I have a dataset like this:
d = pd.DataFrame({
'users_list':[["us1", "us2", "us3", "us5", "us5"], ['us2', "us3", 'us2']],
'users_tuples': [[('us1', 'us2'), ('us2', 'us3'), ('us5', 'us1'), ('us5', 'us1')], [('us2', 'us3'), ('us3', 'us2')]]})
First I get a list of all users without repetition, like this:
all_users = sorted(list(set(sum([x for x in d['users_list']],[]))))
And then I have is this below:
for us in all_users:
d[us] = d.apply(lambda x : [1 if (a, us) in x['users_tuples'] else 0 for a in x['users_list']], 1)
But the answer I got is a list:
us1 us2 us3 us5
[0, 0, 0, 1, 1] [1, 0, 0, 0, 0] [0, 1, 0, 0, 0] [0, 0, 0, 0, 0]

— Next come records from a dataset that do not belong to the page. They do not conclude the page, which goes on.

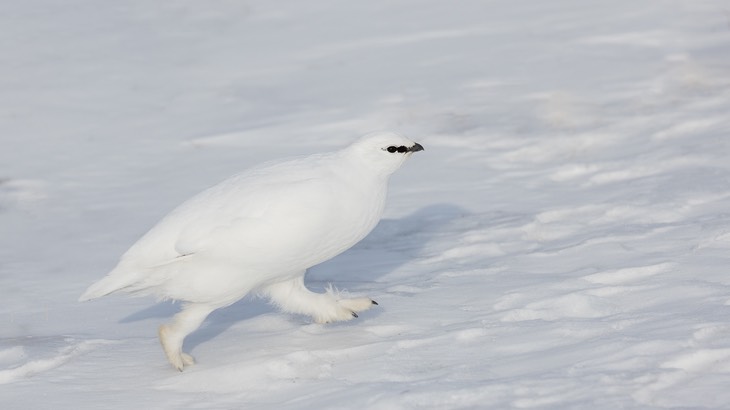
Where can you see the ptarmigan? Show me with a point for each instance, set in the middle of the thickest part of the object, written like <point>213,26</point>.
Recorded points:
<point>259,231</point>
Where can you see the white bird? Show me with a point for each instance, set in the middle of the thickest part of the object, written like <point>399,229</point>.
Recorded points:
<point>259,231</point>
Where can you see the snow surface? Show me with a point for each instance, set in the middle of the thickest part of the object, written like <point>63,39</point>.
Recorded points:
<point>562,243</point>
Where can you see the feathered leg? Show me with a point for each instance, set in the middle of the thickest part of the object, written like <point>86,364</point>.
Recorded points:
<point>292,296</point>
<point>173,334</point>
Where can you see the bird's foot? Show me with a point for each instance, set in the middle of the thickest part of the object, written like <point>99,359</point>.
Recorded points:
<point>346,309</point>
<point>173,351</point>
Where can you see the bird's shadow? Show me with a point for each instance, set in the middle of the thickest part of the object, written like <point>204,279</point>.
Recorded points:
<point>393,243</point>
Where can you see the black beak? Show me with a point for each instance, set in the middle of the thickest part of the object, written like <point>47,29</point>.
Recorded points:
<point>416,147</point>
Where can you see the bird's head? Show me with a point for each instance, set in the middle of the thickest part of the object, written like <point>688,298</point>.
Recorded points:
<point>384,152</point>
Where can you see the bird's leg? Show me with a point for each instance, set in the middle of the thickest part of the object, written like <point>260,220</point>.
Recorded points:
<point>173,334</point>
<point>292,296</point>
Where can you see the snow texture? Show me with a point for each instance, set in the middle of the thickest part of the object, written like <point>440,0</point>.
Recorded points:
<point>562,243</point>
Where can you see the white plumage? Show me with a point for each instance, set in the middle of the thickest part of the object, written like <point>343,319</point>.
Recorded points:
<point>260,231</point>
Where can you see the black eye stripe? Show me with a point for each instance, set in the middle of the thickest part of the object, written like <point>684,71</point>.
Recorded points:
<point>401,149</point>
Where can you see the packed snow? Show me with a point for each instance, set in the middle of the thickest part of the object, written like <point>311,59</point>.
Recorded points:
<point>561,243</point>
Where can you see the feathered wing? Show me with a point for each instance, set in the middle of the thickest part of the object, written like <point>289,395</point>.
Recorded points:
<point>229,220</point>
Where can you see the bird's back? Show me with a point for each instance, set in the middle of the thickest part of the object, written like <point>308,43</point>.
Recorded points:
<point>268,221</point>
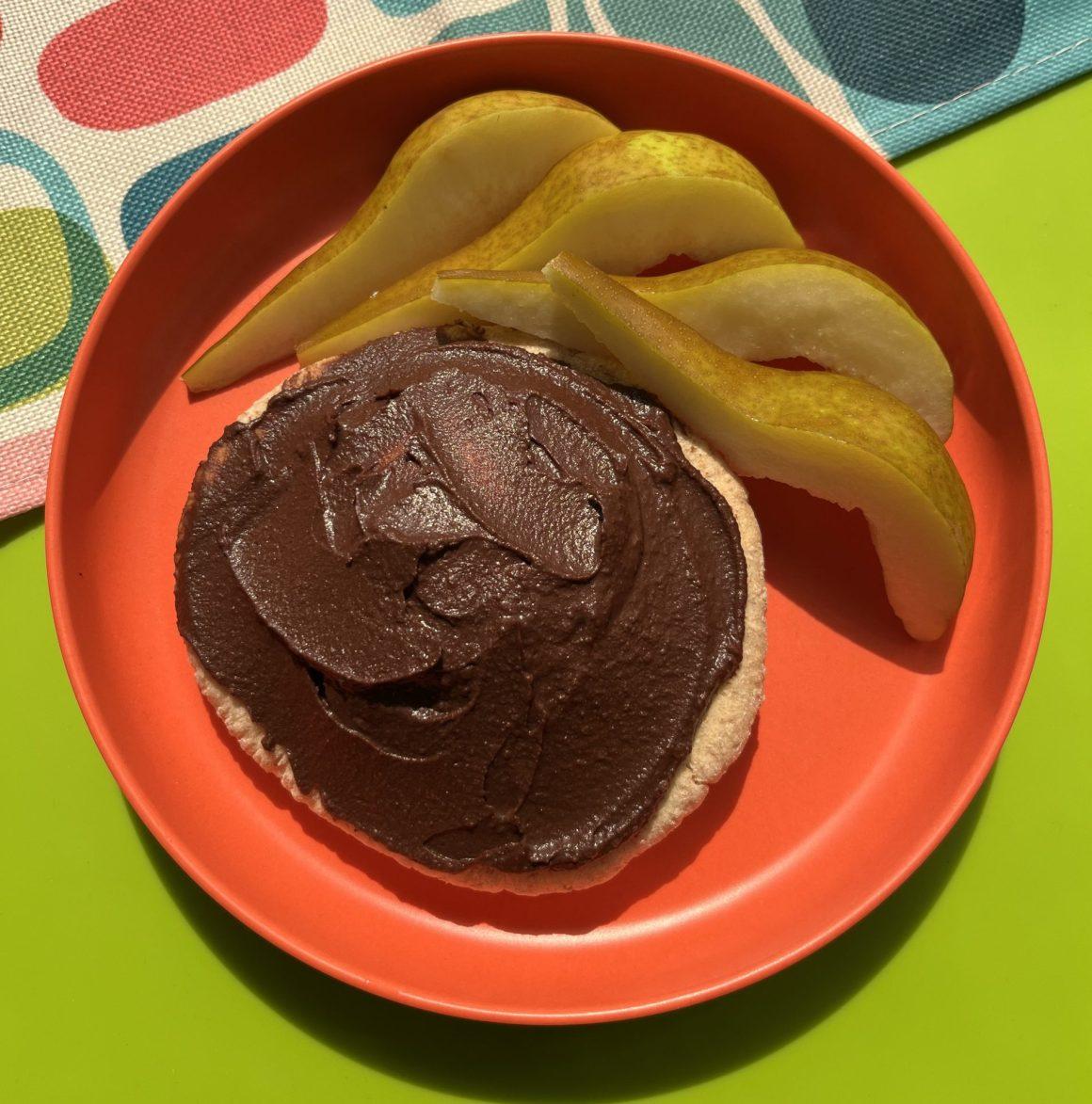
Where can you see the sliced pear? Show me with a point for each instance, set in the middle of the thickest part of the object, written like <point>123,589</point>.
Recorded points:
<point>456,176</point>
<point>761,305</point>
<point>836,438</point>
<point>626,202</point>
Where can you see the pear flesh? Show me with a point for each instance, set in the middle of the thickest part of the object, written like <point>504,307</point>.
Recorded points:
<point>836,438</point>
<point>458,174</point>
<point>761,305</point>
<point>625,201</point>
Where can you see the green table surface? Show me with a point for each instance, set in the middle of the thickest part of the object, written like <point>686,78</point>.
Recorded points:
<point>121,981</point>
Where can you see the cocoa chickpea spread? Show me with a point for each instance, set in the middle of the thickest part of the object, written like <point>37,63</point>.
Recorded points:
<point>479,600</point>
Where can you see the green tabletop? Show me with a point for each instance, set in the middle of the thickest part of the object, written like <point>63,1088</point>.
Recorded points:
<point>122,981</point>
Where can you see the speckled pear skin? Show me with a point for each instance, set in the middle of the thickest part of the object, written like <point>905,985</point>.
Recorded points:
<point>458,174</point>
<point>760,305</point>
<point>625,201</point>
<point>836,438</point>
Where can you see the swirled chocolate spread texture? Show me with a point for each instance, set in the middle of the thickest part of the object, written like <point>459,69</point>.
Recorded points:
<point>479,600</point>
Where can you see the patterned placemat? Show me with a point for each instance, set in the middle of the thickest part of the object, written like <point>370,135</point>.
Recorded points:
<point>105,109</point>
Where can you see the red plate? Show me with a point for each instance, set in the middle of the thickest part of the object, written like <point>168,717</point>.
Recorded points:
<point>869,745</point>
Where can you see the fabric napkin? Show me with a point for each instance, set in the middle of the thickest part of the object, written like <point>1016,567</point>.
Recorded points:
<point>105,109</point>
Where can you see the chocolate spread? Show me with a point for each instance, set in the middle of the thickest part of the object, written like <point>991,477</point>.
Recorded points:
<point>479,600</point>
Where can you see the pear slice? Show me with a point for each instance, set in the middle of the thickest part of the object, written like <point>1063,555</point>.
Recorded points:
<point>761,305</point>
<point>456,176</point>
<point>626,202</point>
<point>836,438</point>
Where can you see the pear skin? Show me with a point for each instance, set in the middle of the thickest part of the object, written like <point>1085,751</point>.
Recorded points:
<point>836,438</point>
<point>760,305</point>
<point>458,174</point>
<point>626,201</point>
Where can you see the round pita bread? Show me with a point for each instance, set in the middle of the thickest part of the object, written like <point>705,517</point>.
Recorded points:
<point>717,741</point>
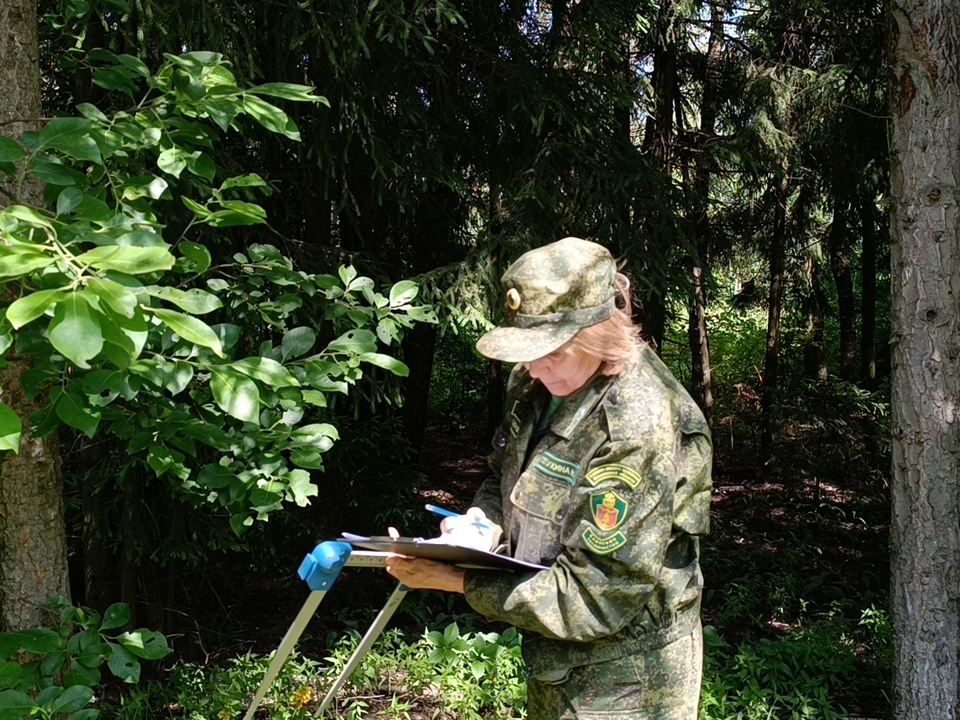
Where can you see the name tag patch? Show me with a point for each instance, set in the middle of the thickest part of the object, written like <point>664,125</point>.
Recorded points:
<point>603,545</point>
<point>558,468</point>
<point>614,472</point>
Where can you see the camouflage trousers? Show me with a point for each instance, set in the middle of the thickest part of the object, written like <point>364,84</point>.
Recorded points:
<point>663,684</point>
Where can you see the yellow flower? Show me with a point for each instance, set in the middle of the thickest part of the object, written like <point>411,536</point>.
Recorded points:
<point>301,697</point>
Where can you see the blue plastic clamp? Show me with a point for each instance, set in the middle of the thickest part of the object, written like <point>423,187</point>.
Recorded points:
<point>322,566</point>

[0, 0, 0] [0, 1, 0] [1, 0, 1] [0, 0, 0]
And I want the sum of each one of these, so it will be:
us1 us2 us3 us5
2 1 1 0
0 1 2 0
I know that to have this i can do:
for us in all_users:
d[us] = d.apply(lambda x : sum([1 if (a, us) in x['users_tuples'] else 0 for a in x['users_list']]), 1)
But I think is not efficient at all of these transformations and I was wondering if is there a more efficient way to do them.